En la misma línea, la eurodiputada socialista Inmaculada Rodríguez-Piñero sostuvo que “es crucial la señal clara e inequívoca que la UE y México lanzan al mundo” con la modernización de su acuerdo bilateral, sellada en abril pasado en Bruselas tras año y medio de negociaciones y pendiente de ratificación.
Rodríguez-Piñero coincidió con Guerra en señalar que el acuerdo actualizado es “el más ambicioso” entre los negociados por la UE con terceros países, ya que permitirá la liberalización total del 90% de las líneas arancelarias bilaterales y un ahorro en gravámenes de unos 100 millones de euros al año para las empresas europeas.
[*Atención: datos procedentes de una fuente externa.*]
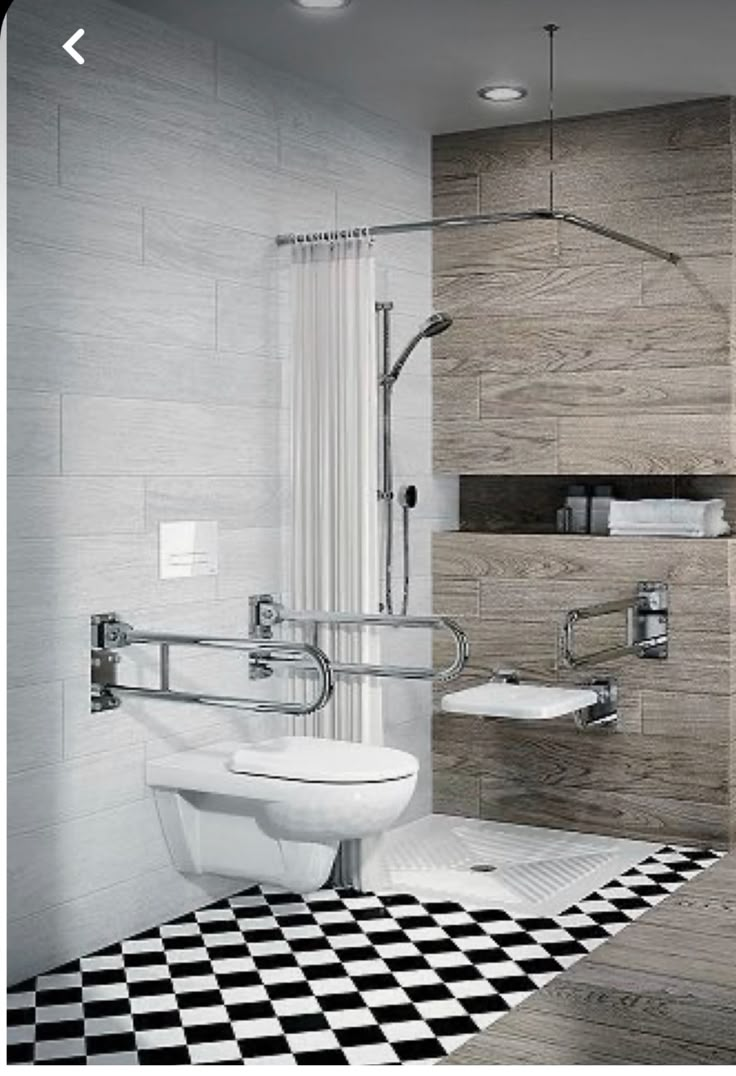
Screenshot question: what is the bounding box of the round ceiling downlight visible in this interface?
[478,86,526,103]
En cuanto a las barreras no arancelarias, incluye avances en cooperación regulatoria y reglas de origen de los sectores del automóvil, maquinaria y productos sanitarios y farmacéuticos, así como un mayor acceso al mercado mexicano de contratación pública, incentivos para las pymes, un capítulo sobre desarrollo sostenible y una cláusula anticorrupción.
Guerra detalló que México ha hecho “un gran esfuerzo” en la apertura de su sistema de licitaciones públicas al capital extranjero, “y es la primera vez que ofrece este tipo de concesiones”, así como en el ámbito de las indicaciones geográficas, en el que garantizará protección a 340 productos europeos.
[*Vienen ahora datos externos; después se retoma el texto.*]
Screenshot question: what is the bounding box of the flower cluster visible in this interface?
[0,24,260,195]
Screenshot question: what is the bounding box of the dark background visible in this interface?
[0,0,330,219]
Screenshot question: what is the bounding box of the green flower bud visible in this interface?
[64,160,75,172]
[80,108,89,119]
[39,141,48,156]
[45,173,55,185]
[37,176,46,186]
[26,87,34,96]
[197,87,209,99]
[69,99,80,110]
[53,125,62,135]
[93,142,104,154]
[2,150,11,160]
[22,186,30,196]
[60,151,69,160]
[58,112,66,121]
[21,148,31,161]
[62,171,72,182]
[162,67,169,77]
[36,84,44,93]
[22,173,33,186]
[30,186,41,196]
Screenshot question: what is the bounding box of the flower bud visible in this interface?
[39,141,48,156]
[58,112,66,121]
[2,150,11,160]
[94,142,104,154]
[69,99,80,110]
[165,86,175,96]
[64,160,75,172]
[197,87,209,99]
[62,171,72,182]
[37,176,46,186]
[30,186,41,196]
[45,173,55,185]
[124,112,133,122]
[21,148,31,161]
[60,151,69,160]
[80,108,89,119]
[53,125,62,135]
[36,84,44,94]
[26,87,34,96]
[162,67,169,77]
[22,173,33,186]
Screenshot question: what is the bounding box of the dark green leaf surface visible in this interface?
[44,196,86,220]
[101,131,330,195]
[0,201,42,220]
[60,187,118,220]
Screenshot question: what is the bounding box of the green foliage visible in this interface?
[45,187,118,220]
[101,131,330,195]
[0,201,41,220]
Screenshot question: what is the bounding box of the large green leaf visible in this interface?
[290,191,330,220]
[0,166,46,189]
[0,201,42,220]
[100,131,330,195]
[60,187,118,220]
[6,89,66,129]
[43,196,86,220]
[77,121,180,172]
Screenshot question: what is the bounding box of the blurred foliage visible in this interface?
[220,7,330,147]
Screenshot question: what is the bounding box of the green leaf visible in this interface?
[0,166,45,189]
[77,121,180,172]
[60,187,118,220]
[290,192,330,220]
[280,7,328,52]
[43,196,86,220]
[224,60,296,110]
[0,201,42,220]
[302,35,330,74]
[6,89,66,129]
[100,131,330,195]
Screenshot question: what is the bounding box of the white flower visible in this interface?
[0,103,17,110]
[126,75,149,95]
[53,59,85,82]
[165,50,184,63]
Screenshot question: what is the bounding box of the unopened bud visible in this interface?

Productos de España, Francia e Italia, en particular los vinos, serán los más beneficiados, mientras que México obtendrá protección para su café, vainilla, mango y pimientos, entre otros.
Aunque el proceso de negociación del nuevo acuerdo fue relativamente rápido, su ratificación en el Parlamento Europeo (PE) se prevé mucho más lenta, ya que el proceso se verá afectado por las elecciones a la Eurocámara de mayo del año próximo.